Deux éléments qui peuvent avoir influé sur l’attitude de la communauté internationale dont certains pays comme l’Amérique ne cachent plus leur désapprobation envers le pouvoir Kabila.
Pour ces pays, le pouvoir de Kinshasa a fait preuve d’ « irresponsabilité » dans sa gestion des affaires. Ils ne leur manquaient que l’opportunité pour manifester leur dégoût face au régime de Kinshasa.
L’irresponsabilité caractéristique de Kinshasa est, selon eux, à la base de tout ce qui arrive dans ce pays (lire notre article « Malaise dans le paysage politique congolais.Péril en la demeure ?).
Les élections de 2006 n’ont pas amené le changement souhaité par le peuple.
Bien qu’élus, les dirigeants congolais ne se sont pas encore départis des méthodes fortes. Musellement de l’opposition, atteintes aux libertés fondamentales, mauvaises gestions, mauvaise condition de vie des populations et bien d’autres tares autrefois décriées sont bien présents.
La Police Nationale, les services de renseignement et l’armée sont au service d’un homme : le chef de l’Etat. Dans leur zèle de s’attirer la confiance du chef, plusieurs bavures sont commises.
Certains pays occidentaux avec les Etats-Unis en tête sont conscient de cet état de chose et militeraient pour un changement dans ce pays.
Le pouvoir de Kinshasa devrait en prendre conscience et œuvrer pour changer l’image qu’il reflète présentement dans la communauté internationale.

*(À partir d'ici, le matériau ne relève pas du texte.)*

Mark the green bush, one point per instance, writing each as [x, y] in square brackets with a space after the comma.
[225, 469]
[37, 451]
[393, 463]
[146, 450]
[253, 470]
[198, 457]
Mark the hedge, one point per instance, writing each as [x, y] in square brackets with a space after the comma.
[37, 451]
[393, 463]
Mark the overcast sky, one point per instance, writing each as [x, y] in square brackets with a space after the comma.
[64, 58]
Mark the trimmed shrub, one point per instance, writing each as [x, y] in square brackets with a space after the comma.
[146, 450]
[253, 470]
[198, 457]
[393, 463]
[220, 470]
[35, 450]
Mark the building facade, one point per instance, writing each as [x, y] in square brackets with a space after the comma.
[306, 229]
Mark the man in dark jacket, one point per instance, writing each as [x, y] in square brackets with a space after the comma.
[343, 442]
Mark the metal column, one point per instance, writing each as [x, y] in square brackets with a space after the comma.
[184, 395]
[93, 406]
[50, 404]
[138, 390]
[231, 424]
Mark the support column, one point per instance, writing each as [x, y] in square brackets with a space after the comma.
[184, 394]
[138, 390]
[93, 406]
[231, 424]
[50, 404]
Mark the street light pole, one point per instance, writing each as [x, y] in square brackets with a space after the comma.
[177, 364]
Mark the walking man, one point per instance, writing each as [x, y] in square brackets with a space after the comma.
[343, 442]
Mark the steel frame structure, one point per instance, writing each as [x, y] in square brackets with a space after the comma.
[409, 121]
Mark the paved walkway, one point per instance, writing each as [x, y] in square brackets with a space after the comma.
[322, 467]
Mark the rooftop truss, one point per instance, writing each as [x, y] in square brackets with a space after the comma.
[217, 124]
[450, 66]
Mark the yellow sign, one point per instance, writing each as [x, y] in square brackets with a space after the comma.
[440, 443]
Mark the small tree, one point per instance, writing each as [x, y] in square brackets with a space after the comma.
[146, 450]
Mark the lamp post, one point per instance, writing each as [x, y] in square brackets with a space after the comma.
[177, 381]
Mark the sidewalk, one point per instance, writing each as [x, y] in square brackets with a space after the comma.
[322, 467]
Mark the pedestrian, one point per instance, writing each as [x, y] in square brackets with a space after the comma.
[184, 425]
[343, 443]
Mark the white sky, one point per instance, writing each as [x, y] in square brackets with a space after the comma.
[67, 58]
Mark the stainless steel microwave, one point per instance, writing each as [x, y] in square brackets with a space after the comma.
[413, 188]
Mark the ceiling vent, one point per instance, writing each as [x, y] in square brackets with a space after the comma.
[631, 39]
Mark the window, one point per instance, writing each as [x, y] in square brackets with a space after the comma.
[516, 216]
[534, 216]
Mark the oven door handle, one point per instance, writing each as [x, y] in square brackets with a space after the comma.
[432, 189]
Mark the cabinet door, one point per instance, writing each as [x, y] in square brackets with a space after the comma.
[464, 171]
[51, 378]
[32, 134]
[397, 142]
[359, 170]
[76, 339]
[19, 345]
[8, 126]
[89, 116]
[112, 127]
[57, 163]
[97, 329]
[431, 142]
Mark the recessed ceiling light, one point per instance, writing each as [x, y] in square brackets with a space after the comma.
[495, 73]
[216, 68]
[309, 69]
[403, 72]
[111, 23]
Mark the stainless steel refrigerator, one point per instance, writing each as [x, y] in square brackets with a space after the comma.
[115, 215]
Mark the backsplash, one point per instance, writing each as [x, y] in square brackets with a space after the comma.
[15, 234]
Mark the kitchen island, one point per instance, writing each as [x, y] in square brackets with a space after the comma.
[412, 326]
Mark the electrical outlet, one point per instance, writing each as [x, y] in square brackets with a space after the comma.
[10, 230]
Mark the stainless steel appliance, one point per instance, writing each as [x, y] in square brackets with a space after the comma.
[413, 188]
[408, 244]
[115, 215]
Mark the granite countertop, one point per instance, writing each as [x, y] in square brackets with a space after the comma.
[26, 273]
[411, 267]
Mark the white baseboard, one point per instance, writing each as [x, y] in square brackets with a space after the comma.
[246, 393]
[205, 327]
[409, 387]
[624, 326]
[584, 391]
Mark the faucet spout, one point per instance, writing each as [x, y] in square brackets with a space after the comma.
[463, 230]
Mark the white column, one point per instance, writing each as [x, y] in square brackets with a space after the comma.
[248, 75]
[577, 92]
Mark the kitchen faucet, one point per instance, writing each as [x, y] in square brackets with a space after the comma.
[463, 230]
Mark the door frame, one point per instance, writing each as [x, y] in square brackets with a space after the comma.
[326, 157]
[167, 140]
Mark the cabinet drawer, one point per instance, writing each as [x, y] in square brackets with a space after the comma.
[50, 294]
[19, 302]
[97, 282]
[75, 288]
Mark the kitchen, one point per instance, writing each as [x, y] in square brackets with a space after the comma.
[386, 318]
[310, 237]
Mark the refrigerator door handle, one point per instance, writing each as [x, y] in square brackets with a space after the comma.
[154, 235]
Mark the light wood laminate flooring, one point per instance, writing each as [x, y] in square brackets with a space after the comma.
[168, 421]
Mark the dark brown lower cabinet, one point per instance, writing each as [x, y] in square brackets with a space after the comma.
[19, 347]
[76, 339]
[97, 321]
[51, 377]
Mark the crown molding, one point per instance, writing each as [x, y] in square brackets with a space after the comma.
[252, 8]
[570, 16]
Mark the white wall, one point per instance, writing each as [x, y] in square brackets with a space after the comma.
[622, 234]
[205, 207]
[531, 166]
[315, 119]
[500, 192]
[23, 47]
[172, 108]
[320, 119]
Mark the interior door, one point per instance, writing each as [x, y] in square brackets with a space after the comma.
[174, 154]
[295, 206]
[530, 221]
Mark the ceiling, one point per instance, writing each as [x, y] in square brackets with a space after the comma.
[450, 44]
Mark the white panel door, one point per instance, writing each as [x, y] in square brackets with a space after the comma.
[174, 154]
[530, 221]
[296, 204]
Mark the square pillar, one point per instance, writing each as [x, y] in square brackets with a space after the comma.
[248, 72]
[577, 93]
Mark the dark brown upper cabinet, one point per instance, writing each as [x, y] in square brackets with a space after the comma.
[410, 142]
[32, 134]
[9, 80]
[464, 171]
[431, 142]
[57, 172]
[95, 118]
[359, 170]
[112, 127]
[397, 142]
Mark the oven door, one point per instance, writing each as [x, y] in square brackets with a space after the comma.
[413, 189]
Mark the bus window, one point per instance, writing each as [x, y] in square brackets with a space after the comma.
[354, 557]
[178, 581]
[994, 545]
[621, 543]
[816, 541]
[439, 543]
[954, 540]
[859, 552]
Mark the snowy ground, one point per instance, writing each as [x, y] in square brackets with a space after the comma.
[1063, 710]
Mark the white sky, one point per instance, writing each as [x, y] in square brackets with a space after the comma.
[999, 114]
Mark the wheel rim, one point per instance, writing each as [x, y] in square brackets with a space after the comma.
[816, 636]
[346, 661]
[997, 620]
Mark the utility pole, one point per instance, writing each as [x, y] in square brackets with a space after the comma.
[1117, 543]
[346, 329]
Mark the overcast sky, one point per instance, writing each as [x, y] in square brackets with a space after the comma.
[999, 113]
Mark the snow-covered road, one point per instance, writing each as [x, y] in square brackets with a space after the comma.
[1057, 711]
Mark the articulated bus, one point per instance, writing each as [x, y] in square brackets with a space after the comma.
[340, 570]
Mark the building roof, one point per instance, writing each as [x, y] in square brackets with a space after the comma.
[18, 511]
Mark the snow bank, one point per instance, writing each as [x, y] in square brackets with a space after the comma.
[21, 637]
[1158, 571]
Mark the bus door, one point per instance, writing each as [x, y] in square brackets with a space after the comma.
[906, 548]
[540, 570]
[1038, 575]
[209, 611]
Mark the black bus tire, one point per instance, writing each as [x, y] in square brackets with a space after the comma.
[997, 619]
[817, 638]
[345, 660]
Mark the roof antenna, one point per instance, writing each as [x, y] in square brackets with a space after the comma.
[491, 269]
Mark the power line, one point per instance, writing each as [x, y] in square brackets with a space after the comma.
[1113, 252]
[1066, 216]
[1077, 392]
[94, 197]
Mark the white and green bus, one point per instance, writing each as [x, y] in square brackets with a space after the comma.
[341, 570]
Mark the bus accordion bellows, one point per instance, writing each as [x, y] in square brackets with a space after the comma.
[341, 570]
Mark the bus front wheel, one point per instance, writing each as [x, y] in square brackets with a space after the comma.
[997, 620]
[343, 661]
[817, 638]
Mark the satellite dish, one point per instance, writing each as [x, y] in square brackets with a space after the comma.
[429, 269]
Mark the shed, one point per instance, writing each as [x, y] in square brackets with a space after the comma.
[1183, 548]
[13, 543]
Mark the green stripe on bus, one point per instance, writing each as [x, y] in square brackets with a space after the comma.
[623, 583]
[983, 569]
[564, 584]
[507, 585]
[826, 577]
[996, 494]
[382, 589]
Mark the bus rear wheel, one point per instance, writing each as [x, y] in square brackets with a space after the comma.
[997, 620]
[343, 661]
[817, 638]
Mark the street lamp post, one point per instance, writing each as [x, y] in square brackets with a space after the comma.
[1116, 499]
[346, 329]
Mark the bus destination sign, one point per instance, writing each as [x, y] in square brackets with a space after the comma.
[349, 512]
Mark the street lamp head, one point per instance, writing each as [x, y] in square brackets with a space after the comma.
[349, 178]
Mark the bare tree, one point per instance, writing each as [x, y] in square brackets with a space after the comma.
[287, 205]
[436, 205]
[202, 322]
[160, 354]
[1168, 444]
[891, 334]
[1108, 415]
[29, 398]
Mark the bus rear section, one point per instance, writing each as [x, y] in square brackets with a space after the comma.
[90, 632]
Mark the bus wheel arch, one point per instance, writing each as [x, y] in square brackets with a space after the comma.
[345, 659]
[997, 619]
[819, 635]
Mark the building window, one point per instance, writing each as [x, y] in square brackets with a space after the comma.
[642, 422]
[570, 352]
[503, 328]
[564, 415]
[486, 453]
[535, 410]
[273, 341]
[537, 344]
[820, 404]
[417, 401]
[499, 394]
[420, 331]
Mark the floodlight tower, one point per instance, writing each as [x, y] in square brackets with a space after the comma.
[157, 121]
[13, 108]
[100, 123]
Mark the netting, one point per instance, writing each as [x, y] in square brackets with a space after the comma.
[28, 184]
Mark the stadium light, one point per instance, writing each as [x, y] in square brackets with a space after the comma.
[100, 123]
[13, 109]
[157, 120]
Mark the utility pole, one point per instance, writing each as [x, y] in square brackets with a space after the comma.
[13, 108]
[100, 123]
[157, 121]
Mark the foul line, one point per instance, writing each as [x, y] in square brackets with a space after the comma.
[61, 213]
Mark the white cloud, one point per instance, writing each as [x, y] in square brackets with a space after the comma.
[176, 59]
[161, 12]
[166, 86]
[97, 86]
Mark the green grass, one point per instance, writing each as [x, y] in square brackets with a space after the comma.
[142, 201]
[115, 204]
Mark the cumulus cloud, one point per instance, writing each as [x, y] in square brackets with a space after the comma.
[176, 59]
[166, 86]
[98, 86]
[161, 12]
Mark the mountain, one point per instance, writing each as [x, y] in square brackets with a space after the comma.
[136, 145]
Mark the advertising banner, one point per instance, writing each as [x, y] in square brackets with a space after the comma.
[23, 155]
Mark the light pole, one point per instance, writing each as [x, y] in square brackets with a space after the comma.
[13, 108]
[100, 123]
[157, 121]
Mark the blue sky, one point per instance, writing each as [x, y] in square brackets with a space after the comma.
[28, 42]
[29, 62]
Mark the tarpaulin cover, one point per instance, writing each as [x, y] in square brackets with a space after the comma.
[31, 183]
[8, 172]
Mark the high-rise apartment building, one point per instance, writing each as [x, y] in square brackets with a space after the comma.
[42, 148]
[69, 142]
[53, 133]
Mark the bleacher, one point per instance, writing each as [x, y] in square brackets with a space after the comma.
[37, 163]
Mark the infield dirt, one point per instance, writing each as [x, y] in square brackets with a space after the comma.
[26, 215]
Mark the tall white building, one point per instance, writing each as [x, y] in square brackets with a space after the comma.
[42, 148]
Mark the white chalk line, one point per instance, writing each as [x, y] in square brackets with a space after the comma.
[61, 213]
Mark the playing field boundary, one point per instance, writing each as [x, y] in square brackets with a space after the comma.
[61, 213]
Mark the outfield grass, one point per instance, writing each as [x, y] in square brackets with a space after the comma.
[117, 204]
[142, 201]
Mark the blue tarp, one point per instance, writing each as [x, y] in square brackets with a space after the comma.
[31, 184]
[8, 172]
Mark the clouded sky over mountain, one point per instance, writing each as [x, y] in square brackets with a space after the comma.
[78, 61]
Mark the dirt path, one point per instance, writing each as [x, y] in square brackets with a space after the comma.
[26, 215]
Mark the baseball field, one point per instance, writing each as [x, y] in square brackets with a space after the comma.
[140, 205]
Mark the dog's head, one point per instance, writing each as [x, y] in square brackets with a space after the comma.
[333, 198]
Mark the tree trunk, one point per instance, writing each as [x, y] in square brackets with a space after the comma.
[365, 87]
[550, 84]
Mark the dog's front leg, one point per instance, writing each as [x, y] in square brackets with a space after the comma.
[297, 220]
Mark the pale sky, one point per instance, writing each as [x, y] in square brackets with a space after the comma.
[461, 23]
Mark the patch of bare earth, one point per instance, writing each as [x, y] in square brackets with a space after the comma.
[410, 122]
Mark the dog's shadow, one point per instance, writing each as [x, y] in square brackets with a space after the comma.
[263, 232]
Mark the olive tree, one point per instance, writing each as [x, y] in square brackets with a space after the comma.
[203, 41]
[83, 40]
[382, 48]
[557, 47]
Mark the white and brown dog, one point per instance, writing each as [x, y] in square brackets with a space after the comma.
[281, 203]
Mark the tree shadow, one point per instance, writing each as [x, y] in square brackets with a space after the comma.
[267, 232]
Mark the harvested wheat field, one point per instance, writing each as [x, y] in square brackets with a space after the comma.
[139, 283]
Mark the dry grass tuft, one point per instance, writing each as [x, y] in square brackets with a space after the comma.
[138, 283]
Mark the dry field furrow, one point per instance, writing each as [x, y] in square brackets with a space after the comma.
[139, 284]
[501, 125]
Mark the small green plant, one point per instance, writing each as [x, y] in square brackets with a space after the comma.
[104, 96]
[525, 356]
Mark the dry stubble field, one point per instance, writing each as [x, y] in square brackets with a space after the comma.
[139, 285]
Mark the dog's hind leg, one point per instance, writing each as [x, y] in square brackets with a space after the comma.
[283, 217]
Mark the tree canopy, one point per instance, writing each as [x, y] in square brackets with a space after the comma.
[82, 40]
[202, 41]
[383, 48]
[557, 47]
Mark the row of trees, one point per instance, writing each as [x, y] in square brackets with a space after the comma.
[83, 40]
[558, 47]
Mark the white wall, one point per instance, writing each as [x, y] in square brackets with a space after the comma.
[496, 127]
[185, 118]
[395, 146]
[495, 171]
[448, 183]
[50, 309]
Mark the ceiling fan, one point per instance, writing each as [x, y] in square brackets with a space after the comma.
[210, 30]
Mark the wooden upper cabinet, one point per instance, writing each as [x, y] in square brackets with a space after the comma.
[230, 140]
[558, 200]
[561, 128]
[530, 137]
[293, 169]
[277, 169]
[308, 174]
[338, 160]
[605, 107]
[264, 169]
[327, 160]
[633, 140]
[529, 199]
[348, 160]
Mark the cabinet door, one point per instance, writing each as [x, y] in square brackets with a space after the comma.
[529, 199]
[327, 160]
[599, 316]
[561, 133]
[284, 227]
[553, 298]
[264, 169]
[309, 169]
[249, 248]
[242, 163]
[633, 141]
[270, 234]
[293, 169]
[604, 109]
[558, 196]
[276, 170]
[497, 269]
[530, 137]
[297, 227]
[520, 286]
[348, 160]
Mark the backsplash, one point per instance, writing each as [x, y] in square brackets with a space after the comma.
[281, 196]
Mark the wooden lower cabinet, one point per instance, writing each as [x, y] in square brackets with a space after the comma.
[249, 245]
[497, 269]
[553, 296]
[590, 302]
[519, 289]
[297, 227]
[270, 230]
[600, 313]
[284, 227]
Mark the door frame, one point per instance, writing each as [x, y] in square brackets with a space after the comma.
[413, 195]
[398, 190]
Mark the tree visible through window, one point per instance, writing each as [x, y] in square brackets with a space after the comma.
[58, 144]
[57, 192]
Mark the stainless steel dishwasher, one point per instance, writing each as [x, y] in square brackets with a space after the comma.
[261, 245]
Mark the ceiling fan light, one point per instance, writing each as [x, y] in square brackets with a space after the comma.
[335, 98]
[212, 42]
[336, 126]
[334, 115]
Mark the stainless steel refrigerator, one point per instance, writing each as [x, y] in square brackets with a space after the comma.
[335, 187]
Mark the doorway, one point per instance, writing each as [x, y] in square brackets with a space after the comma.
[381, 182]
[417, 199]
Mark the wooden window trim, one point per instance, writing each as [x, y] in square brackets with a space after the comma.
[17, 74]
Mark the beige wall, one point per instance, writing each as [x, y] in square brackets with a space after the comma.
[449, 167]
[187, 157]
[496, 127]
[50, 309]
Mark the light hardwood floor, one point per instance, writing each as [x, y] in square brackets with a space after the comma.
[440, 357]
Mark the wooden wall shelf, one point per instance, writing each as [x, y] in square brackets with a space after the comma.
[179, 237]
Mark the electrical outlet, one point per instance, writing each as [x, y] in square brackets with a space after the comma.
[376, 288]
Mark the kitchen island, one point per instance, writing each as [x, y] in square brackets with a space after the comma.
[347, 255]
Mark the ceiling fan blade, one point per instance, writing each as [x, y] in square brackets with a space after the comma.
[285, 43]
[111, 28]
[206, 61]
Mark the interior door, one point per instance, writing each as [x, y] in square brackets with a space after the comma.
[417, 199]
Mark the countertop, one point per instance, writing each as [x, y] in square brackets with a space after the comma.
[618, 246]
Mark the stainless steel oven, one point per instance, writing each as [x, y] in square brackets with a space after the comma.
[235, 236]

A l’approche des élections de 2011, cette mauvaise image ne peut qu’être préjudiciable à l’actuel chef de l’Etat.
Avec une communauté internationale très vigilante, toute répression de manifestations publiques sera capitalisée pour discréditer le pouvoir.
Le décor est donc entrain d’être planté pour clouer au pilori l’actuel pouvoir de Kinshasa. La société civile et quelques acteurs politiques ne manqueront pas d’être mis à contribution pour faire aboutir le processus. Les villes de Bukavu et de Lubumbashi ont déjà convoqué leurs premières marches de contestation contre cet assassinat. A Bukavu le Maire a interdit cette marche le 07 juin dernier pour des raisons de sécurité. Sûrement que les autorités de Lubumbashi vont adopter la même attitude. Cela ne fera qu’augmenter la frustration au sein de population.
Kinshasa a donc du pain sur la planche. Il lui faudra jouer la bonne carte. Sinon, le pire sera difficile à éviter.